Hi!
I’m new to Numba and I would like to use it to write code that may run both on multiple CPUs and GPUs.
In particular, I’m currently learning the basic differences between the decorators @njit and @vectorize, but I have a problem in understanding their different performances.
I wrote the same python function using both the decorator “@njit(parallel=True)” and “@vectorize(…,target=‘parallel’)”.
It turned out that the first implementation is much faster than the latter.
Here below I report the code.
import numba as nb
import numpy as np
from numba import float64
@nb.njit
def logdiffexp(x, y):
return x + np.log1p(-np.exp(y - x))
@nb.njit
def _logTPL(x, alpha, mmin, mmax):
log_norm_cost = -np.log(alpha - 1) + logdiffexp((1 - alpha) * np.log(mmin), (1 - alpha) * np.log(mmax))
if (mmin < x) and (x < mmax):
result = -alpha * np.log(x) - log_norm_cost
else:
result = -np.inf
return result
@nb.njit
def _logSmoothing(m, delta_m, ml):
if m <= ml:
result = -np.inf
elif m >= (ml + delta_m):
result = 0.0
else:
result = -np.logaddexp(0.0, (delta_m / (m - ml) + delta_m / (m - ml - delta_m)))
return result
@nb.njit
def _logPLm2(m2, beta, ml):
return beta * np.log(m2) if m2 >= ml else -np.inf
@nb.njit
def _logC_PL(m1, beta, ml):
return np.log((1 + beta) / (m1**(1 + beta) - ml**(1 + beta)))
@nb.njit(parallel=True)
def log_PL(m1, m2, alpha, beta, ml, mh):
result = np.empty_like(m1)
for i in nb.prange(len(m1)):
if ml < m2[i] < m1[i] < mh:
result[i] = _logTPL(m1[i], alpha, ml, mh) + _logPLm2(m2[i], beta, ml) + _logC_PL(m1[i], beta, ml)
else:
result[i] = -np.inf
return result
@nb.vectorize([float64(float64, float64, float64, float64, float64, float64)],target='parallel')
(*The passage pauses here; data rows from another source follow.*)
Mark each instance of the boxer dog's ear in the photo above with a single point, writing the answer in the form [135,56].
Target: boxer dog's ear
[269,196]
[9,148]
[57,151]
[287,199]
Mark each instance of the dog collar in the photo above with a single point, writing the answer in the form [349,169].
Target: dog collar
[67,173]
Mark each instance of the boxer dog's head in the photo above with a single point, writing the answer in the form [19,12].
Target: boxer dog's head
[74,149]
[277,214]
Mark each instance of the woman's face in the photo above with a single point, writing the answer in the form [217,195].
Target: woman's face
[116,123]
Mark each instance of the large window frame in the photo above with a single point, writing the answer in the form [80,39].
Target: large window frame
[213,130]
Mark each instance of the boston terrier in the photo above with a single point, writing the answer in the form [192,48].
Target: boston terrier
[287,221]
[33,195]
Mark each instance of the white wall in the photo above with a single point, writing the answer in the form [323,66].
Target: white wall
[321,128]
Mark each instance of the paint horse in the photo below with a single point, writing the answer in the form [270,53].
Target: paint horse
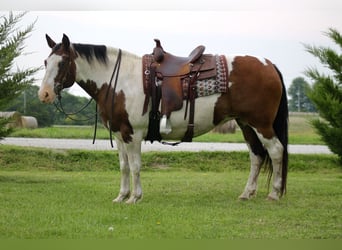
[255,98]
def log_PLvec(m1, m2, alpha, beta, ml, mh):
if ml < m2 < m1 < mh:
result = _logTPL(m1, alpha, ml, mh) + _logPLm2(m2, beta, ml) + _logC_PL(m1, beta, ml)
else:
result = -np.inf
return result
The execution times are reported in the picture here below.
Can someone explain me why this happens?
I’m interested in the @vectorize decorator because, as far as I understand, it can take “cuda” as a target and thus run on the GPU (am I wrong?).